Static types are not just

Static types are not just about straight-jackets! Static types are important enablers of static analysis because they document, abstract, and encapsulate the shape of computations. Otherwise, you have to reverse engineer everything from code, which is a much harder problem then having the programmer do it themselves! This analysis isn't just about saying no, it might be able providing enough context to do something like code completion.

Now, static type systems are not very expressive, and tend to become not very useful as the analysis becomes more sophisticated. Dependent type systems try to become more sophisticated, but their exacting natures means theorem proving.

Running the compiler at runtime...

Multi-Stage Programming allows this in a type-safe manner.

You do care about only a

You do care about only a single trace when debugging.
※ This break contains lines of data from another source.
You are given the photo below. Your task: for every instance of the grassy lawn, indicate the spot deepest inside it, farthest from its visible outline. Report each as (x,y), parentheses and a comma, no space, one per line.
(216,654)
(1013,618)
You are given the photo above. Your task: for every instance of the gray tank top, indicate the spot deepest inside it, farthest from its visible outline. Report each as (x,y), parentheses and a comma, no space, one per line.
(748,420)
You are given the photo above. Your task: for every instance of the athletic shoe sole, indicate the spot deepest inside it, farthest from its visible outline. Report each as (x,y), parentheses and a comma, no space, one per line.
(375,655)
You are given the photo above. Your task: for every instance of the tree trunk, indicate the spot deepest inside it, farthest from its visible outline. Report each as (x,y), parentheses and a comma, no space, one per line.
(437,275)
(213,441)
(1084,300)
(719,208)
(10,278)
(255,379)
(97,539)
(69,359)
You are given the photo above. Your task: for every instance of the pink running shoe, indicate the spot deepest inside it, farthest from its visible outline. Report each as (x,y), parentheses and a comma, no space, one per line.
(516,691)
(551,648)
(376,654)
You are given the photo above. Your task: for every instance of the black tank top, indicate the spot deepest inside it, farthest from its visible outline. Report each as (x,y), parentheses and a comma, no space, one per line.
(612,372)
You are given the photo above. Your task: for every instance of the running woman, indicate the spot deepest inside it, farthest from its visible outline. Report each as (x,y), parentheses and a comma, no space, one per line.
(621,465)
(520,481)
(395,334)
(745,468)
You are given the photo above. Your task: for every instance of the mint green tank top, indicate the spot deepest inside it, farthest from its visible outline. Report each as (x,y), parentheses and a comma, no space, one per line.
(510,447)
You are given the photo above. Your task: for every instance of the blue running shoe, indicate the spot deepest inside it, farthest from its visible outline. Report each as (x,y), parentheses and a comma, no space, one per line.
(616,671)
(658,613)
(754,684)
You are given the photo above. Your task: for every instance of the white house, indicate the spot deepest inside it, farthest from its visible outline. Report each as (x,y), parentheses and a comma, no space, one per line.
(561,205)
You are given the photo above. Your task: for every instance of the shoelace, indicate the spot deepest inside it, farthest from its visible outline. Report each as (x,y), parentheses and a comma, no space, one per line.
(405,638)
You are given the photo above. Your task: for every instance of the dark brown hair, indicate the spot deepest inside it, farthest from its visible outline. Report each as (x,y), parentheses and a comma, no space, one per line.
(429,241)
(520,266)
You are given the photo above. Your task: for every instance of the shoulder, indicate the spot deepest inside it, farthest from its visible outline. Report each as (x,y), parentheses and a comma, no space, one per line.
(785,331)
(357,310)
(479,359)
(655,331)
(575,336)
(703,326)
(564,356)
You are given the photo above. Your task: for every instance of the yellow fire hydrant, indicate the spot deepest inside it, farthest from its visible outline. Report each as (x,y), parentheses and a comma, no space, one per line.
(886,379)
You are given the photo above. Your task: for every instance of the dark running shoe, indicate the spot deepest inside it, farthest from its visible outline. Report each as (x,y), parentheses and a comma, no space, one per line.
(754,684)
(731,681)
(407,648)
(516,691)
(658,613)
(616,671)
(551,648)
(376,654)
The idea is to get the program working, not get it working perfectly. When you change a line of code, you want enough of the program to rerun to get an idea of how the change affects the result. In a dynamic or static language, you can trace dynamic dependencies on the initial run, which are going to be way more accurate than anything you could compute conservatively doing a static analysis! (SuperGlue does that) Perhaps we can replace the accurate dynamic dependency trace with a static trace to improve efficiency by a constant factor, but...I don't see that being a game changer (constant factor...).

We can also structure the language to support stronger forms of state/context encapsulation that make refresh more efficient. Again, using the static type system is convenient in this case, but not really necessary (you can encapsulate in a dynamic language by preventing values from being accessed dynamically).

Actually, rerunning the program is still often faster than the time it takes to run a sophisticated static analysis that can give you more feedback than the "types are write" (unless we are talking about a sophisticated dependent types, of course).

Personally, I think static typing has many benefits and I don't see myself designing a purely dynamic language anytime soon. But pragmatically, static languages only provide some small percent advantage over dynamic languages (my main example being code completion), especially for those use cases where you want to write and iterate on a program quickly and are not into too much up front thought and design, cases where live programming is going to be especially useful.